Monday, June 15, 2020

The Whirlwind and the Kiva


A peace filled day to you. I hope during the past couple of weeks that you have been taking time to be still and just breathe. There has been so much to process, act upon, mourn, speak up about, and transform. During times that feel tumultuous, it’s more important than ever to maintain our contemplative practices.

I was reflecting the other day on a ring I have worn every day for years that has become part of my contemplative practice. On it are symbols for the whirlwind and the Kiva. The Kiva is an underground, sacred ceremonial space used in some native traditions, most notably in the Pueblo Indian tradition. The ring has been a powerful reminder for me since the day I put it on. For me, it symbolizes the sacred space within that I can return to at any point, especially when I can feel the whirlwind start to swirl. That whirlwind can be simply the thoughts racing in my mind or, as in the past two weeks or so, the whirlwind of events in our nation and around the world. No matter the source, when the whirlwind spins and threatens to at the very least throw us off center and at the worst rob us of our ability to make conscious choices, the best thing we can do is remember to connect with the stillness within ourselves before reacting.
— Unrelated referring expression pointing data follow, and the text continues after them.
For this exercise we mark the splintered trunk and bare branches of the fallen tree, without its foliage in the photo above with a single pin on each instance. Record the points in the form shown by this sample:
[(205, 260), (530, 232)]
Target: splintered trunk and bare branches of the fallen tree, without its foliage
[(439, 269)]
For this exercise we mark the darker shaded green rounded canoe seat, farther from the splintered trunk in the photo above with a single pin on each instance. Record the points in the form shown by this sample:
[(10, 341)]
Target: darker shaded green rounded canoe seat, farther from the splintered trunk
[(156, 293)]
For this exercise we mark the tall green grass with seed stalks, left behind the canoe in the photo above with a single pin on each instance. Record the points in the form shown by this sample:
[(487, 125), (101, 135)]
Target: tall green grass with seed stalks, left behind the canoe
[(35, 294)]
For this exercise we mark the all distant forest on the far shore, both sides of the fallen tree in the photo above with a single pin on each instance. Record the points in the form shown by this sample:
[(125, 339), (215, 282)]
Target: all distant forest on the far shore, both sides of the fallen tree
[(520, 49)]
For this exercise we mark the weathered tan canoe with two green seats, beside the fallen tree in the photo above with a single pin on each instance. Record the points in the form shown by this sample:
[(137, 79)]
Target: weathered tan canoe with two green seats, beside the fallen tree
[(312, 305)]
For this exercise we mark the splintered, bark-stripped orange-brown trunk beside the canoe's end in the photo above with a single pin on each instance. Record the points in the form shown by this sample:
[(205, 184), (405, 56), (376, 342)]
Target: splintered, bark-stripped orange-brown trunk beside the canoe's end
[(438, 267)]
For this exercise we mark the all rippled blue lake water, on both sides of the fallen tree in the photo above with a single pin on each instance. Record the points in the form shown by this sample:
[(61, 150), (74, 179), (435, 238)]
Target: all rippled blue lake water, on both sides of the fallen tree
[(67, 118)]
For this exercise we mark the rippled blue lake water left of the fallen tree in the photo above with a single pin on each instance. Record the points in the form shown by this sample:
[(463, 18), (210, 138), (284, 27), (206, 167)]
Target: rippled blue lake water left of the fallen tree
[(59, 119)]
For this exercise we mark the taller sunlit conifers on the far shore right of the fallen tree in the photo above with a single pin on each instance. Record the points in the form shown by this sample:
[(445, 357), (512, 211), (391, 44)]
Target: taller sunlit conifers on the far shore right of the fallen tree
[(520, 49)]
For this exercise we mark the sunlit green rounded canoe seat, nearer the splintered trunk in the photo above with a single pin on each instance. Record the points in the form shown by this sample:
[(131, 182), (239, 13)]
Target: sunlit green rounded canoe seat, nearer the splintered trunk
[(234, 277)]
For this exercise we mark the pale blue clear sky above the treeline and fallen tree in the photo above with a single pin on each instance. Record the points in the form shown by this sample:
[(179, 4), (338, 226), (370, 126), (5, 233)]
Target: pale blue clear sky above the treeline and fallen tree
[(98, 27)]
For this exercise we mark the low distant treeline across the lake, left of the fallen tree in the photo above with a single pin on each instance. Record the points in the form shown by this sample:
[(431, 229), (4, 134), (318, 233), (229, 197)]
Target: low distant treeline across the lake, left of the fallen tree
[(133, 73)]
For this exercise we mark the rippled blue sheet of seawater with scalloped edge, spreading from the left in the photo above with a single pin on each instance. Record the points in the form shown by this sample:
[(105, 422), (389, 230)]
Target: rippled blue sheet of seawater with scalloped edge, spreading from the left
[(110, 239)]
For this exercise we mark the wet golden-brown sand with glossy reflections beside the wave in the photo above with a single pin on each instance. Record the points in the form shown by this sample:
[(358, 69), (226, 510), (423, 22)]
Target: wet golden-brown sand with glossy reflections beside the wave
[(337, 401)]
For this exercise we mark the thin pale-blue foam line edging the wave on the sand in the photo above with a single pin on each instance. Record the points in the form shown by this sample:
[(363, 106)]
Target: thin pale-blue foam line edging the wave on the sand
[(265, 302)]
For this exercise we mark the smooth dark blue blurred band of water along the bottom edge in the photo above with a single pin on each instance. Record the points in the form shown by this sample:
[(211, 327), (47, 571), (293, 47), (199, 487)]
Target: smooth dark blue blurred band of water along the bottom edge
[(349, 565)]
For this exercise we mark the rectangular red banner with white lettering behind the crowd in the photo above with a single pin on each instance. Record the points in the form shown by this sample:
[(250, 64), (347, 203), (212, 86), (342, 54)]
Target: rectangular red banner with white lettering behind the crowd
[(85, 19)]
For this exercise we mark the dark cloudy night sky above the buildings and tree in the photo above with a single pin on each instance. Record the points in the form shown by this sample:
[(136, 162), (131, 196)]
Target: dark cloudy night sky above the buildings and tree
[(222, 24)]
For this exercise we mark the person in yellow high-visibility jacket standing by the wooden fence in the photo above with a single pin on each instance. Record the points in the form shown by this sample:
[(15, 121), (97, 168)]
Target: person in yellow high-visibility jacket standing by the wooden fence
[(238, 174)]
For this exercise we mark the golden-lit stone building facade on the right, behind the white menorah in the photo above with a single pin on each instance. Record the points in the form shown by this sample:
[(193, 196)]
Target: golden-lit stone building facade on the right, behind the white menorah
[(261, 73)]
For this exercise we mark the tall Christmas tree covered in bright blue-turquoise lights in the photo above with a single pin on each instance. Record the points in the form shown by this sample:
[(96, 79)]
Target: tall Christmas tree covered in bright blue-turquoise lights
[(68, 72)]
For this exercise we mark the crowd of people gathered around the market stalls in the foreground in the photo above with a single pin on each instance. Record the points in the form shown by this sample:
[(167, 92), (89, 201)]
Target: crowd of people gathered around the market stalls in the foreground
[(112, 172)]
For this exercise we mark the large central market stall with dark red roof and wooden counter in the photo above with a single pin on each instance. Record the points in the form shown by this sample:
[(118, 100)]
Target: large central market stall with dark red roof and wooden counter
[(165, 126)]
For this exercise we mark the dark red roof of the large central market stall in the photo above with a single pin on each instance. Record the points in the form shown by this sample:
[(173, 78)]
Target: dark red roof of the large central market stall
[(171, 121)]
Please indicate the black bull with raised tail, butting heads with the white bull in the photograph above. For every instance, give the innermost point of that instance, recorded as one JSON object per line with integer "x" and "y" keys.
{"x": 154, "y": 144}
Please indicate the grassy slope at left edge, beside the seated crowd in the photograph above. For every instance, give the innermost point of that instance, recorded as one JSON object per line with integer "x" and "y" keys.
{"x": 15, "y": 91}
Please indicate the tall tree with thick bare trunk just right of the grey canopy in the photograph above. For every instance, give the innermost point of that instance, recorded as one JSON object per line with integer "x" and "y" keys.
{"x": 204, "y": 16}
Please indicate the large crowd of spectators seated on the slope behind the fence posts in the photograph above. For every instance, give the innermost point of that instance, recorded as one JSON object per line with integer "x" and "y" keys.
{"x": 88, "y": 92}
Much easier said than done, I know, which is why I wear a reminder!

The events of the past few weeks also prompted me to return to a topic that is important to me and that I have been exploring over the past few years; spiritual activism. It’s a term that in my explorations of it, I found I had to define for myself. I read back through a previous email I sent out about the topic, which has become an essay that will be featured in my next collection of poetry. The part that jumped out at me in rereading it this week was this thought, Being still within myself allows me to engage rather than enrage.”
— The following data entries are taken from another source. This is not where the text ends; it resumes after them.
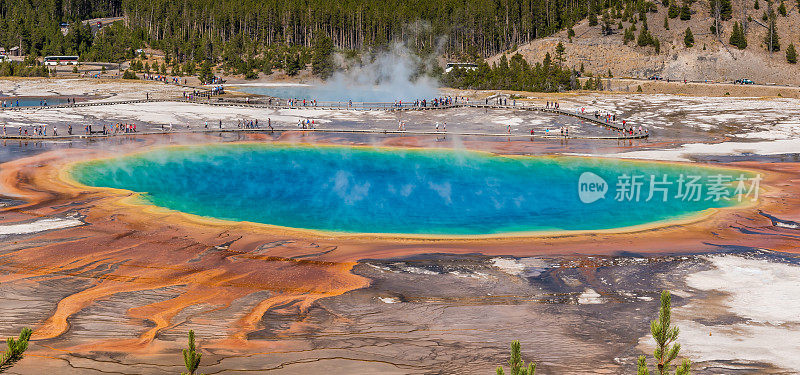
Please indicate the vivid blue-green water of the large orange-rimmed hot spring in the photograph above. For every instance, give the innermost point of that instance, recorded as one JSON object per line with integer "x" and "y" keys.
{"x": 368, "y": 190}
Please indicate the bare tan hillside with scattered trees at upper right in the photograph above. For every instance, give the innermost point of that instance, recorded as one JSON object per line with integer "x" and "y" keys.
{"x": 708, "y": 59}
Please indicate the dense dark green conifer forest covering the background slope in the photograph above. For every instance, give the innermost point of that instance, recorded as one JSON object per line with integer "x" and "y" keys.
{"x": 198, "y": 30}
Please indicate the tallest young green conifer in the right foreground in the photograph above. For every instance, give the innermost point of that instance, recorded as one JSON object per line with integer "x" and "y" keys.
{"x": 667, "y": 348}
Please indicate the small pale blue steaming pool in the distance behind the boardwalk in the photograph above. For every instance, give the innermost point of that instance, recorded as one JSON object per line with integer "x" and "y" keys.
{"x": 336, "y": 94}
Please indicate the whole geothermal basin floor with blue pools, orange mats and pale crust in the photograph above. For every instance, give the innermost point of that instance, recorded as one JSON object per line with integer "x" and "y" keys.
{"x": 392, "y": 237}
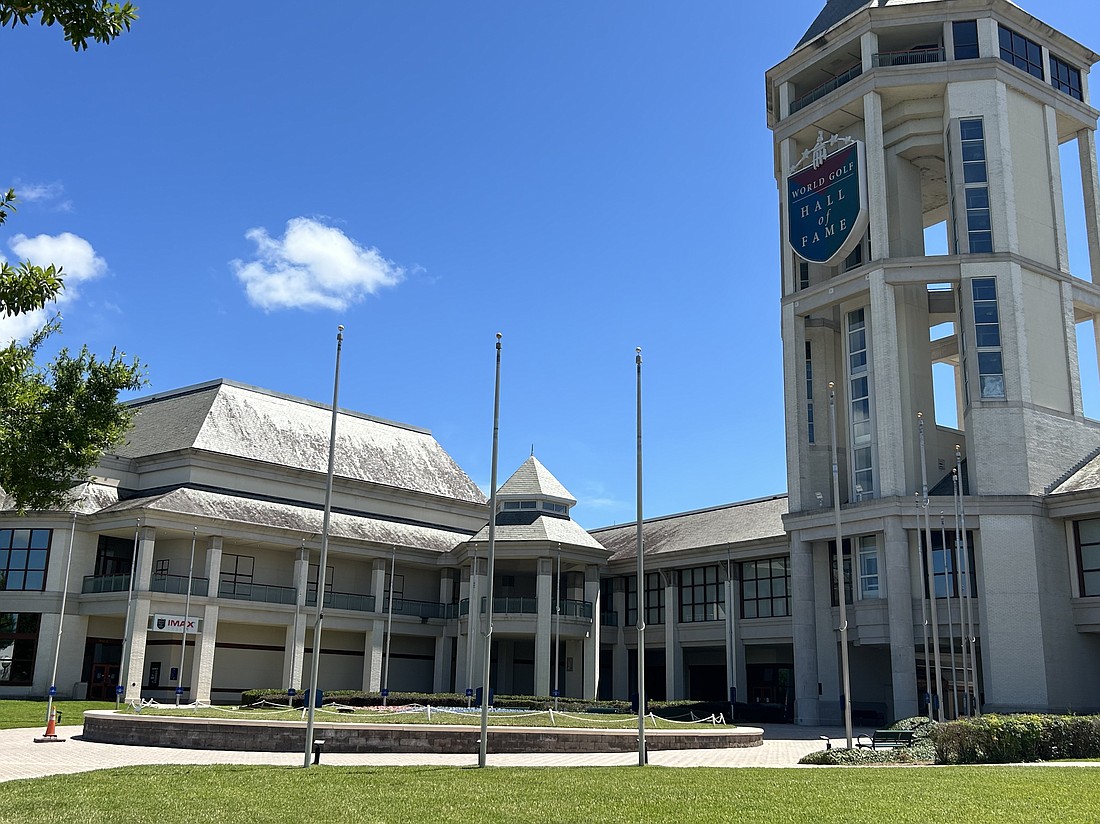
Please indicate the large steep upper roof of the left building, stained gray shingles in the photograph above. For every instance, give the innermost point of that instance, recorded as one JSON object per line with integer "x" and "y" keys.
{"x": 258, "y": 425}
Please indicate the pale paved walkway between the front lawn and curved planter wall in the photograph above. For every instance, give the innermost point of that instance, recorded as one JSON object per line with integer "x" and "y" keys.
{"x": 23, "y": 759}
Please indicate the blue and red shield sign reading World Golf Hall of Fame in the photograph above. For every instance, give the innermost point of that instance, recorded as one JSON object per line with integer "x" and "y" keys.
{"x": 827, "y": 201}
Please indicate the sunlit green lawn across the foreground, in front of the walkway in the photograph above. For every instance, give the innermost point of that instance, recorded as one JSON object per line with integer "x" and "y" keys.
{"x": 257, "y": 795}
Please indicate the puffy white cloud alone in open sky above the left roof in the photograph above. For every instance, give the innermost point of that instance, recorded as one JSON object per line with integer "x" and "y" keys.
{"x": 313, "y": 266}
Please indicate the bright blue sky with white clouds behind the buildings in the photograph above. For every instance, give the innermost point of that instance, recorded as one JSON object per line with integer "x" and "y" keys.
{"x": 228, "y": 185}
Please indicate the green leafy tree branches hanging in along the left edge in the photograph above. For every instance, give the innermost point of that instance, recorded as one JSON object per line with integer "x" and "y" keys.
{"x": 57, "y": 422}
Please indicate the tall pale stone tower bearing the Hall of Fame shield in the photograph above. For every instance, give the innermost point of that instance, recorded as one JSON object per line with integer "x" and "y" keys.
{"x": 896, "y": 122}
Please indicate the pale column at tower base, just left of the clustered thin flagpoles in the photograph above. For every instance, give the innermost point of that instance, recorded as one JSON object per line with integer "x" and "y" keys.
{"x": 899, "y": 592}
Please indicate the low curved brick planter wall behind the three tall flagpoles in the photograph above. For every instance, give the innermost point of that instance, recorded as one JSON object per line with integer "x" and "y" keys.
{"x": 287, "y": 737}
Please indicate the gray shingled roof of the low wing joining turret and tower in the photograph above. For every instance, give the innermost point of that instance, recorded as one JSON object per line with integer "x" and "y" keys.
{"x": 751, "y": 521}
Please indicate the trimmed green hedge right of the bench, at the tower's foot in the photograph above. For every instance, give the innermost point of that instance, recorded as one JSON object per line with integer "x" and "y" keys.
{"x": 1018, "y": 739}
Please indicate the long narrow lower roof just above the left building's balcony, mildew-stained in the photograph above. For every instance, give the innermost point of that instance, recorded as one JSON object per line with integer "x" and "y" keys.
{"x": 230, "y": 509}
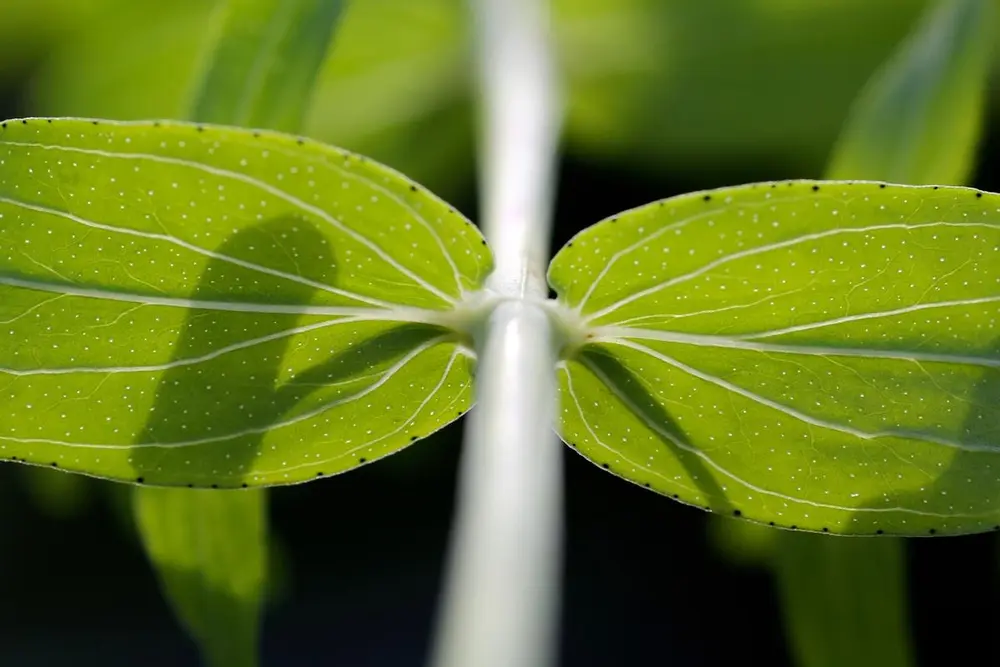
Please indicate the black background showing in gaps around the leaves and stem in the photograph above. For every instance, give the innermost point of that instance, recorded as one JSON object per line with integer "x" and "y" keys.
{"x": 361, "y": 555}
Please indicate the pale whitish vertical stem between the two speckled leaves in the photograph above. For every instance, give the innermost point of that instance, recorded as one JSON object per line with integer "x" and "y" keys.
{"x": 500, "y": 607}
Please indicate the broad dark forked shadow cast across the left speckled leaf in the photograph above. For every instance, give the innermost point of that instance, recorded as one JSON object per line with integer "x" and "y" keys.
{"x": 209, "y": 418}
It’s infinitely more difficult to engage with someone and truly be heard when I come from a place of rage within myself or if I have intentionally provoked it within someone else. It is a challenge for me, because my natural inclination in the face of some of what we’ve seen over the past few weeks is to get riled up! I honestly wish more people had gotten riled up about racism long before now, but that’s a different conversation.
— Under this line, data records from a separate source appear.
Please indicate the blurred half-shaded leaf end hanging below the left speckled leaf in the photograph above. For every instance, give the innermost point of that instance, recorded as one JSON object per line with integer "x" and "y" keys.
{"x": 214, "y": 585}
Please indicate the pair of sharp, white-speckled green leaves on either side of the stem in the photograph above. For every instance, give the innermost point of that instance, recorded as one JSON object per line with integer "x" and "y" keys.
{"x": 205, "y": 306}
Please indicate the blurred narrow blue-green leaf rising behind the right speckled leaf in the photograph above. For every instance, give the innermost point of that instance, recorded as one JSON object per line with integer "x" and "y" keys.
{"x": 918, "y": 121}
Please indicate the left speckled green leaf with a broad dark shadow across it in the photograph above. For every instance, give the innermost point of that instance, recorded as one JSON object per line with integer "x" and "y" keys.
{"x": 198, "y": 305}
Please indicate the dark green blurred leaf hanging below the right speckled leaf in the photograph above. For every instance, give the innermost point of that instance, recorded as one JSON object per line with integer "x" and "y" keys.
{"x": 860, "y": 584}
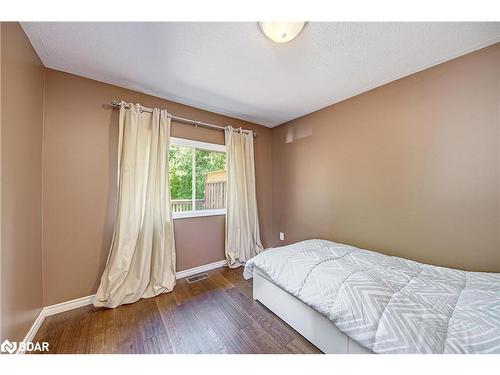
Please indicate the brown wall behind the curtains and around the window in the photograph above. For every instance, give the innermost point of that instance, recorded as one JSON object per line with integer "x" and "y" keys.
{"x": 80, "y": 146}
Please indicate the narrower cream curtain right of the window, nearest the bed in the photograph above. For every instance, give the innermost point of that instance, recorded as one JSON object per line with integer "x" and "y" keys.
{"x": 242, "y": 221}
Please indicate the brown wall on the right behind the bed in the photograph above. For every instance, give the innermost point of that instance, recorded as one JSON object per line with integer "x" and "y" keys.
{"x": 408, "y": 169}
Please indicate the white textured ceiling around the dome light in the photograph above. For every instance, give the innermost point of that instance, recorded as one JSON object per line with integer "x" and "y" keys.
{"x": 232, "y": 69}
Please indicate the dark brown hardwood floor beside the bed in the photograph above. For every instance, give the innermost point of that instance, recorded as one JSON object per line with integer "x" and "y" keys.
{"x": 214, "y": 315}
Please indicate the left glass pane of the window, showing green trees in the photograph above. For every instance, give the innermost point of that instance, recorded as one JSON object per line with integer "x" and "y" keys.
{"x": 181, "y": 177}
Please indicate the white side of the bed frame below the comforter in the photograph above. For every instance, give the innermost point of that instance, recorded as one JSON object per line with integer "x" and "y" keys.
{"x": 316, "y": 328}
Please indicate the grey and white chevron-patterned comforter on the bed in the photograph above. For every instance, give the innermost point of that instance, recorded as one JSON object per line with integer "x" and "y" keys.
{"x": 389, "y": 304}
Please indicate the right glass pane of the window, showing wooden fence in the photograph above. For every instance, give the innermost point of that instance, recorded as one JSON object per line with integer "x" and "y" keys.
{"x": 210, "y": 180}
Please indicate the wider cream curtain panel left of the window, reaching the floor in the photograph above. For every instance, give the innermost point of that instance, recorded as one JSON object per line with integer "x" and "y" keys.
{"x": 141, "y": 261}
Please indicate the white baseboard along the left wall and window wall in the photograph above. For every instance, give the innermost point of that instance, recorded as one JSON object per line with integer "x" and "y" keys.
{"x": 88, "y": 300}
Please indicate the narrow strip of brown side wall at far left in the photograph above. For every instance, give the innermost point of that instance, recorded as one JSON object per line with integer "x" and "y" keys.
{"x": 22, "y": 85}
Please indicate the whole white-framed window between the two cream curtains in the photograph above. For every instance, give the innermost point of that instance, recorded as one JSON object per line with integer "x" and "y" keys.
{"x": 197, "y": 178}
What I witnessed in attending several marches and in watching them through the news coverage, was people who were vocal and angry, and yet, who wanted to engage in a conversation about real, substantive change. People who, I’m realizing now, wanted to harness the energy of the whirlwind to create transformation!

What I was witnessing was exactly that, a desire to harness the energy and power of the whirlwind. That power does not have to be destructive or harmful, it can be creative and transformative if we can approach it from a place of consciousness, if we approach it from a desire to engage rather than enrage. Contrary to what was sometimes shown on the news and contrary to what happened in some isolated incidents, the marches throughout the world were overall a peaceful and powerful harnessing of the whirlwind.

To me that is the gift of spiritual activism, consciously harnessing a power for change and transformation in a creative, constructive way (even if it leads to a necessary deconstructing of broken systems), as opposed to an unconscious destructive force that leaves only devastation behind. When we begin from that stillness within ourselves and are clear about our intentions for positive change we can then emerge into the whirlwind and use its creative power to help create a more equitable, compassionate, harmonious world. I won’t always succeed, but that is how I intend to show up during this time of much needed transformation, so that I can engage in the conversation with love and compassion and the strength of the whirlwind.